Since the early 1950s, when Christian Anfinsen of the Hopkins biology department showed that the 3D structure of proteins is determined by its amino acid code, researchers have been trying to figure out what rules proteins use to fold themselves into their complicated structures.
There are 20 different amino acids - the chemical groups that create a protein - that can be found in proteins. It is the assorted combinations of these groups that determine how a protein looks in 3D.
The easy part is figuring out what amino acids make up a protein, but the tough part that has stymied researchers is how the amino acid sequence determines the 3D structure.
Understanding how this process works will open up interesting avenues for medicine. If we can know how to create our own proteins, then we can design a protein to do any job in the human body that we want. We can also create drugs that stop a particular protein from working.
Burgess asked, "How do these [amino acid] sequences encode biological function?" She sought to determine this by looking at membrane proteins in the bacterium E. coli. Imagine that your room is like a cell found in your body.
Now take a wine-barrel, or an oil-barrel, and put it through a wall in your room. (Don't try this in your dorm!)
This is analogous to the proteins that Burgess studied. "How water-soluble proteins fold has been studied for over 50 years," Burgess said. However, there exists another class of proteins about which far less is known.

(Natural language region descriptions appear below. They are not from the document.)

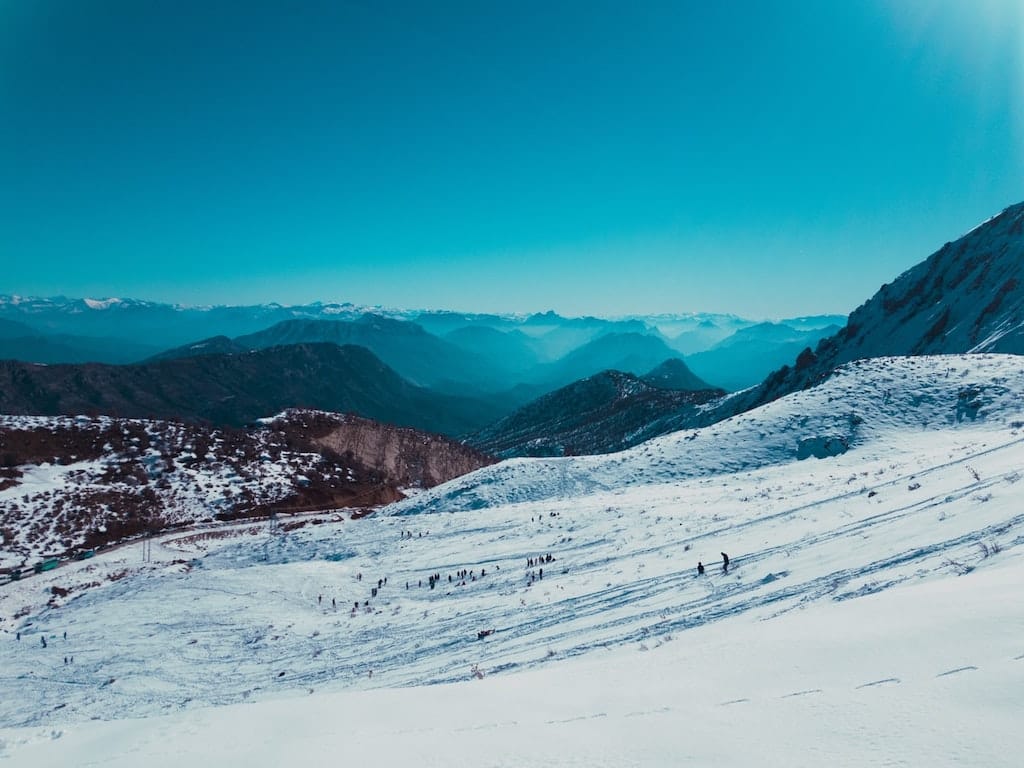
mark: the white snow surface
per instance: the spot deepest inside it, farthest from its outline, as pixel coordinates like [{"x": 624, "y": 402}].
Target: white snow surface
[{"x": 871, "y": 614}]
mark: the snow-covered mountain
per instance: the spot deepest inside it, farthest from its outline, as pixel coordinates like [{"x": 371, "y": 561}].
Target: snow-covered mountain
[
  {"x": 966, "y": 297},
  {"x": 837, "y": 609},
  {"x": 607, "y": 412},
  {"x": 69, "y": 483}
]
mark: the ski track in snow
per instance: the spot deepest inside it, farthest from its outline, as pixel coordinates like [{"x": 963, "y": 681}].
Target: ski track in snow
[{"x": 921, "y": 495}]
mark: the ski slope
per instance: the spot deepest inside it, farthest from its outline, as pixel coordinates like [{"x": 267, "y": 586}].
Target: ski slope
[{"x": 870, "y": 612}]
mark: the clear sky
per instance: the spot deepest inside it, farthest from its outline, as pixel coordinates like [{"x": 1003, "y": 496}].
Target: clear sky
[{"x": 764, "y": 158}]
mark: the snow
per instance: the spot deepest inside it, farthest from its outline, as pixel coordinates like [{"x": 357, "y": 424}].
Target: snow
[
  {"x": 100, "y": 303},
  {"x": 869, "y": 617}
]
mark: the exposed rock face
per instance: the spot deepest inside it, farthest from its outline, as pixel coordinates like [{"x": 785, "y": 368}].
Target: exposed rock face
[
  {"x": 410, "y": 458},
  {"x": 72, "y": 482},
  {"x": 967, "y": 297}
]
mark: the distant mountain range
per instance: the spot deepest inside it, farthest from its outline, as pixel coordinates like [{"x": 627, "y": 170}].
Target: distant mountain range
[
  {"x": 966, "y": 297},
  {"x": 516, "y": 356},
  {"x": 111, "y": 478},
  {"x": 236, "y": 389},
  {"x": 607, "y": 412}
]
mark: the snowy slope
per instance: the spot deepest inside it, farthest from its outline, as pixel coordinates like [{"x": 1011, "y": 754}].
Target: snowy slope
[{"x": 870, "y": 606}]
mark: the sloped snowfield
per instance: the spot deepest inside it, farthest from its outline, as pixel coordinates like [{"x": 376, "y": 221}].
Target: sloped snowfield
[{"x": 871, "y": 613}]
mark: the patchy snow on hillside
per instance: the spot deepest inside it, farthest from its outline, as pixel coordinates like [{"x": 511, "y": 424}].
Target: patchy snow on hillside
[{"x": 867, "y": 615}]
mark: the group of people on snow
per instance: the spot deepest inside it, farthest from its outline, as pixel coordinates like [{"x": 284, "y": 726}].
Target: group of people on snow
[{"x": 725, "y": 565}]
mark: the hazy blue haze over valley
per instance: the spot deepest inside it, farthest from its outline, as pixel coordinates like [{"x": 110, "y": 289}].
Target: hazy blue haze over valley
[{"x": 768, "y": 159}]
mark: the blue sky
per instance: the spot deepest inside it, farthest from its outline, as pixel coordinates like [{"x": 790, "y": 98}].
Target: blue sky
[{"x": 768, "y": 159}]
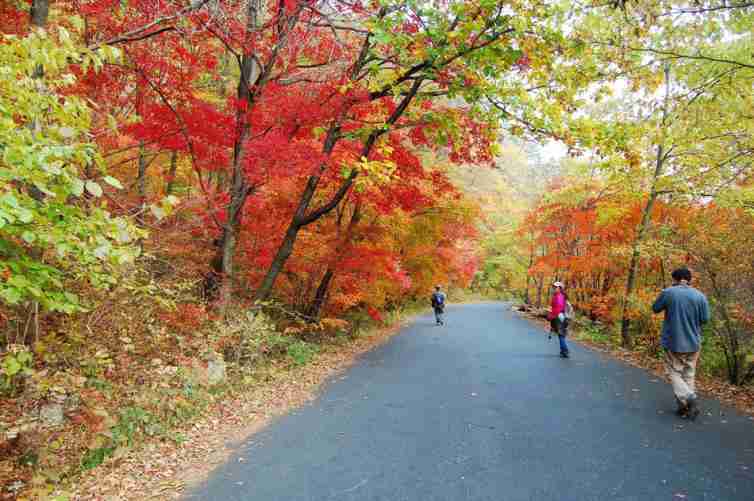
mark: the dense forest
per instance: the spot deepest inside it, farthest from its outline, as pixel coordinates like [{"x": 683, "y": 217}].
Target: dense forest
[{"x": 193, "y": 185}]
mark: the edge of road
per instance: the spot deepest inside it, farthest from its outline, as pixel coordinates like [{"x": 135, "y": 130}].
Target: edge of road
[{"x": 710, "y": 387}]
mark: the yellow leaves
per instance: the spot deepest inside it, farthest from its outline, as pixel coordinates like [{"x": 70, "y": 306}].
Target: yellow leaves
[{"x": 374, "y": 172}]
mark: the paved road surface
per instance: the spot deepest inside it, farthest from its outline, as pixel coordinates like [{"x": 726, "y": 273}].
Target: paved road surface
[{"x": 484, "y": 409}]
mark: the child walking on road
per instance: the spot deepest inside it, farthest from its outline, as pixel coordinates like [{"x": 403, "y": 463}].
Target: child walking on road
[
  {"x": 557, "y": 317},
  {"x": 438, "y": 304}
]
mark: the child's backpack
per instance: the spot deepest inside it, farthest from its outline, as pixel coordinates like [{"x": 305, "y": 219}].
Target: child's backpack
[{"x": 569, "y": 311}]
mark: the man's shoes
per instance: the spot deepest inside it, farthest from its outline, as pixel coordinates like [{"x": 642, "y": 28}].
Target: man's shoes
[
  {"x": 693, "y": 408},
  {"x": 682, "y": 411}
]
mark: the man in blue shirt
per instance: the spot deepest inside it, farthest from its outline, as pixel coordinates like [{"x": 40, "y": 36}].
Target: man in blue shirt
[
  {"x": 686, "y": 310},
  {"x": 438, "y": 304}
]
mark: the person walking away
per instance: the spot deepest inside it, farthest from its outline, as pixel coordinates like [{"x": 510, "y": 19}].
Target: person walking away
[
  {"x": 438, "y": 304},
  {"x": 686, "y": 311},
  {"x": 557, "y": 317}
]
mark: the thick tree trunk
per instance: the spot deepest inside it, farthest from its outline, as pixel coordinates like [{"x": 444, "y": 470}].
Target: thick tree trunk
[
  {"x": 646, "y": 219},
  {"x": 239, "y": 188}
]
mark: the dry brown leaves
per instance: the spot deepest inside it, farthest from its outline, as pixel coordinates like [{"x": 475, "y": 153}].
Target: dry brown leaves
[{"x": 162, "y": 470}]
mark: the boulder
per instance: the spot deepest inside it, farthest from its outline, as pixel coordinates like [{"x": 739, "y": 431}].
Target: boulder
[{"x": 52, "y": 414}]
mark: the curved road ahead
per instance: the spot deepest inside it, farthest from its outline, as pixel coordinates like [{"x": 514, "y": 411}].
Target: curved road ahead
[{"x": 484, "y": 409}]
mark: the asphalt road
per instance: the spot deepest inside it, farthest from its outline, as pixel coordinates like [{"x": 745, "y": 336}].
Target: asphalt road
[{"x": 484, "y": 409}]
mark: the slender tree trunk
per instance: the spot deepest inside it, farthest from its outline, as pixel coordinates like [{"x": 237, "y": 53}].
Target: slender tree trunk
[
  {"x": 320, "y": 297},
  {"x": 646, "y": 219},
  {"x": 301, "y": 218},
  {"x": 527, "y": 297},
  {"x": 171, "y": 173},
  {"x": 40, "y": 10},
  {"x": 141, "y": 182}
]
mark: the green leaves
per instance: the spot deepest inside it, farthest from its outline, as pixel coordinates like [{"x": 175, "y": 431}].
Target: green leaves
[
  {"x": 94, "y": 188},
  {"x": 51, "y": 235}
]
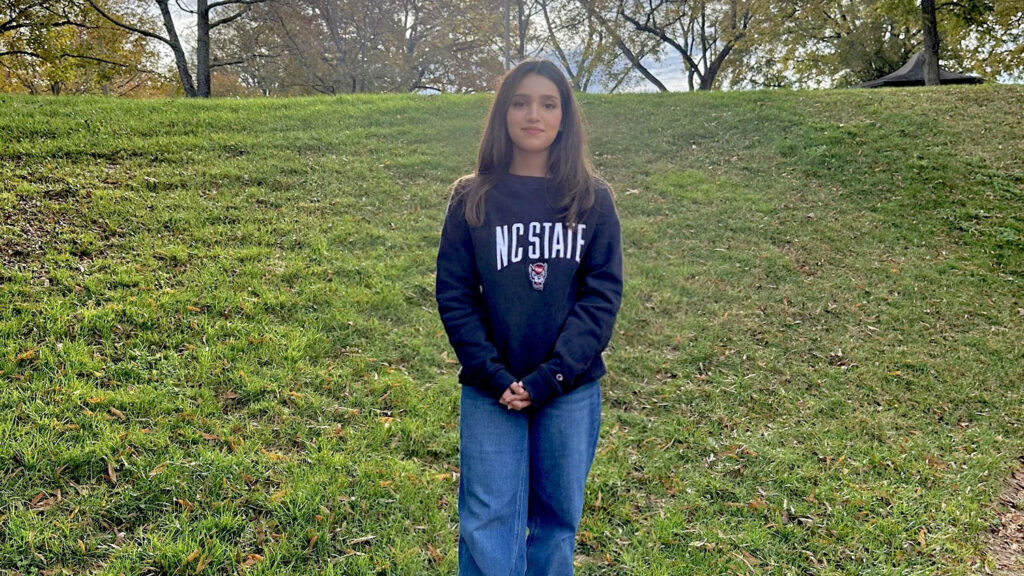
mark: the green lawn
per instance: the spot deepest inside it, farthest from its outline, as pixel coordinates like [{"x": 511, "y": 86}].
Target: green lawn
[{"x": 220, "y": 354}]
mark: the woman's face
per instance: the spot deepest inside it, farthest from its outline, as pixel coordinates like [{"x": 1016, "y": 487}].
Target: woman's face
[{"x": 535, "y": 115}]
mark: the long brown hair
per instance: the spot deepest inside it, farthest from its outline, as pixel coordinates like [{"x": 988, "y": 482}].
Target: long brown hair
[{"x": 568, "y": 160}]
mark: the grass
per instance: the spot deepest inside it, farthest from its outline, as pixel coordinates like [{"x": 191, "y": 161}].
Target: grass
[{"x": 219, "y": 352}]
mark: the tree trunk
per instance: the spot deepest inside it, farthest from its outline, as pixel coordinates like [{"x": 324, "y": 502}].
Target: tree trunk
[
  {"x": 931, "y": 42},
  {"x": 179, "y": 54},
  {"x": 203, "y": 48}
]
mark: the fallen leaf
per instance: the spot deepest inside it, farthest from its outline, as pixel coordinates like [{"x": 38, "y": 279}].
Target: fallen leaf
[
  {"x": 434, "y": 554},
  {"x": 159, "y": 468}
]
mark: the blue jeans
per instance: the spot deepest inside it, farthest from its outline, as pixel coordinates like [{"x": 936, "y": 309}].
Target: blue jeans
[{"x": 523, "y": 470}]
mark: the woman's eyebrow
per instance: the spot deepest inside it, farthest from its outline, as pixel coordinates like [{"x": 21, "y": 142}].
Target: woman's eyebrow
[{"x": 525, "y": 95}]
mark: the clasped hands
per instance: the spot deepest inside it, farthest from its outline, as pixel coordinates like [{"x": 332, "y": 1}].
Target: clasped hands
[{"x": 516, "y": 397}]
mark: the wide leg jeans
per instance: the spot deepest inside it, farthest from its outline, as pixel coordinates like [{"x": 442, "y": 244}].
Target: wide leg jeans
[{"x": 519, "y": 471}]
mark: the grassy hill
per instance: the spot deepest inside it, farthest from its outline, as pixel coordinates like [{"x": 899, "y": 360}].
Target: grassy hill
[{"x": 219, "y": 351}]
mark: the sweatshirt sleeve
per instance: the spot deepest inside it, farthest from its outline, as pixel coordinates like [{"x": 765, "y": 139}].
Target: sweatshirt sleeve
[
  {"x": 461, "y": 304},
  {"x": 588, "y": 329}
]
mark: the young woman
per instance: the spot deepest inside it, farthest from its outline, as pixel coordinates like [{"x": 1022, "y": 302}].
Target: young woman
[{"x": 528, "y": 285}]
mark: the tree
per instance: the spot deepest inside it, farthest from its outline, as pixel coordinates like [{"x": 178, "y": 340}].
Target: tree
[
  {"x": 61, "y": 46},
  {"x": 209, "y": 15},
  {"x": 930, "y": 29},
  {"x": 586, "y": 49},
  {"x": 704, "y": 33},
  {"x": 335, "y": 46}
]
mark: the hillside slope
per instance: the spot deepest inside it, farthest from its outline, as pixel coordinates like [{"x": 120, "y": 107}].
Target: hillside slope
[{"x": 219, "y": 350}]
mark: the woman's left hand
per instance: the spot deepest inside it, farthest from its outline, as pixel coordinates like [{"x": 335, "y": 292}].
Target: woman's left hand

"About 25 percent of proteins reside in lipid membranes, where water is excluded," Burgess said. Interestingly, the folding patterns of these proteins have not been studied nearly as much.
Burgess looked at nine different membrane proteins, all with this barrel shape, and studied how they responded to different environmental factors such as the acidity of the water, the thickness of the cell wall and the curvature of the cell wall.
Using biophysical methods, the researchers could monitor how the proteins were folding into the cell wall.
A few initial trends were observed: These proteins fold more efficiently in a less acidic environment, a thinner cell wall and a more rounded cell wall. They also noticed that the proteins did not respond the same to changes in temperature.
Burgess next studied the efficiency of folding by actually looking at how the proteins unfold. This gives clues as to how stable the protein is in the folded state.
Their results indicate novel ways for proteins to fold that have never been studied before. "By observing the folding behavior of nine outer membrane proteins in identical environments, our study represents the largest set of E. coli outer membrane proteins whose folding behavior has been studied in tandem," Burgess said. "We have presented the strongest evidence of general folding principles to date."
To continue further investigation into membrane-protein folding, Burgess will next look more at the intrinsic properties - the specific amino acid sequence - of the proteins that help to determine how proteins fold.
In the future, understanding how proteins fold will aid in uncovering how certain diseases are caused and how we can treat them.
"Many diseases have been linked to protein misfolding, including Alzheimer's disease, Parkinson's disease, type II diabetes, cancer, cystic fibrosis, night blindness and deafness," Burgess said.